Goldman upgraded Netflix to Buy specifically because Netflix walked away from the WBD deal. The logic is that Netflix avoids integration risk, additional leverage, and years of merger distraction, allowing it to keep compounding its existing business while PSKY-WBD works through a complex acquisition. This is the Street's way of flagging a potential winner's curse for the acquirer.

What is the winner's curse in media M&A?

The winner's curse describes when the winning bidder in a competitive auction is the one who overestimated the asset's value. Media M&A has a long history of this pattern: AT&T's $85bn Time Warner acquisition and the AOL-Time Warner merger are textbook examples where the acquirer's stock underperformed while the company that walked away did better.

How does $24 billion in Gulf sovereign financing affect PSKY common shareholders?

Sovereign wealth funds writing $24bn checks typically demand structural protections like preferred equity, liquidation preferences, board seats, or conversion rights.

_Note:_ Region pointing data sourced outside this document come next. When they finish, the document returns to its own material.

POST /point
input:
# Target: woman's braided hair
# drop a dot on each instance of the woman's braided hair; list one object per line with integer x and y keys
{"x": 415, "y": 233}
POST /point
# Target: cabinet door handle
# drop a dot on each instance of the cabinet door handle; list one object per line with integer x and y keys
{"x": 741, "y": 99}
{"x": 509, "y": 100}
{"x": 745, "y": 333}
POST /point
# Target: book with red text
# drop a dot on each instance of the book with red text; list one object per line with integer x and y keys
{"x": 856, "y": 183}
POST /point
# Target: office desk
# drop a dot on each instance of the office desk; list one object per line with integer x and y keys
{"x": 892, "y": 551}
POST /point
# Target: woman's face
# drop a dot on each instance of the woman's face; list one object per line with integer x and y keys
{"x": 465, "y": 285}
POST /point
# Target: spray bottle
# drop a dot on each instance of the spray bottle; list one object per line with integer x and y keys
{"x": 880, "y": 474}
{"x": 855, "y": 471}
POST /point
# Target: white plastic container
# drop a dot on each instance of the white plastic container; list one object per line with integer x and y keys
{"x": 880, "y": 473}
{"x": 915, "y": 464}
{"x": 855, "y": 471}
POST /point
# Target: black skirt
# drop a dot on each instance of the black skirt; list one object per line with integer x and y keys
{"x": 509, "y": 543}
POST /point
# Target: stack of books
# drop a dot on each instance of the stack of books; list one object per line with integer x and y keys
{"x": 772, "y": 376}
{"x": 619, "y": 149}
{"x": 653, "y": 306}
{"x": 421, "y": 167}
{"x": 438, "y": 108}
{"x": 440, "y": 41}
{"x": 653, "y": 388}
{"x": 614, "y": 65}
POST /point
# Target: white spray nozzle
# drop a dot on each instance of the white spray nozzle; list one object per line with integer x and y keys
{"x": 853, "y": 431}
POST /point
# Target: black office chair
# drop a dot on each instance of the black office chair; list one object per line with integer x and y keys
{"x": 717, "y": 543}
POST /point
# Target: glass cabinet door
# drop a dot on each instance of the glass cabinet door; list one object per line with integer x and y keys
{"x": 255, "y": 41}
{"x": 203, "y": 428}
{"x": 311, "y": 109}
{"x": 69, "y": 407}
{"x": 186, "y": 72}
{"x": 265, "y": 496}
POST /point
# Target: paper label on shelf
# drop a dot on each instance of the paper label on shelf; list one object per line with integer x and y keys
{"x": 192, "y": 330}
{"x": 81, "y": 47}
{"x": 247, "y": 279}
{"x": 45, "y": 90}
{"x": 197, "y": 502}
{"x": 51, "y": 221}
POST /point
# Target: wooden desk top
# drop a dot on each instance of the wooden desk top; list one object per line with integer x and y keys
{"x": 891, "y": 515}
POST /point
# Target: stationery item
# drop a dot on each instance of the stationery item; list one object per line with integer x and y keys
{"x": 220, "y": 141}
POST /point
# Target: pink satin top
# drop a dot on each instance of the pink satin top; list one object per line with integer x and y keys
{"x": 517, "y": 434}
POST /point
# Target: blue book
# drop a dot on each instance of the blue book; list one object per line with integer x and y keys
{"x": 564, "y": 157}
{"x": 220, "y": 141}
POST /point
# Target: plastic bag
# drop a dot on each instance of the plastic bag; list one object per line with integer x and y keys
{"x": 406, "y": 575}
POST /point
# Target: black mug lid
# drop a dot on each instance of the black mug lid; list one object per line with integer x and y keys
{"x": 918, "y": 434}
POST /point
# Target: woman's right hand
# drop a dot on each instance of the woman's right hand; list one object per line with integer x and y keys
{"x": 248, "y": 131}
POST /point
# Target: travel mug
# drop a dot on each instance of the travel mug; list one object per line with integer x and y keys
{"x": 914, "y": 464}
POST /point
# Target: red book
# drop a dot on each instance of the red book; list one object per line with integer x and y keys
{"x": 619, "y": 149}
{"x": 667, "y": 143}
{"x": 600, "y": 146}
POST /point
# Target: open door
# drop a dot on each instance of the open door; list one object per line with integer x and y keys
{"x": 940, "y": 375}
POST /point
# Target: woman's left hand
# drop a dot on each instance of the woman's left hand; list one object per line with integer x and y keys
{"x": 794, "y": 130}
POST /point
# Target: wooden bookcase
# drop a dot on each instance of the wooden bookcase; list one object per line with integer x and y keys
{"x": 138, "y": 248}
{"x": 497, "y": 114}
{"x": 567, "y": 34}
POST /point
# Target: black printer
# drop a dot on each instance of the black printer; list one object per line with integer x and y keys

These instruments sit above common shareholders in the capital structure, meaning they get paid before common equity holders. Even if the deal generates synergies, a substantial share of that value may flow to preferred holders rather than to PSKY common stock.

Is PSKY stock cheap at $10.62 and 11.3x forward P/E?

The 11.3x forward P/E is based on pre-deal earnings estimates that will change substantially once WBD operations, debt, and the Gulf preferred equity structure are consolidated. Forward multiples on acquirers before a transformational deal closes are unreliable because the earnings denominator is about to shift. The 21.8% implied upside to the $12.93 consensus target assumes deal accretion that may not flow to common shareholders given the undisclosed financing terms.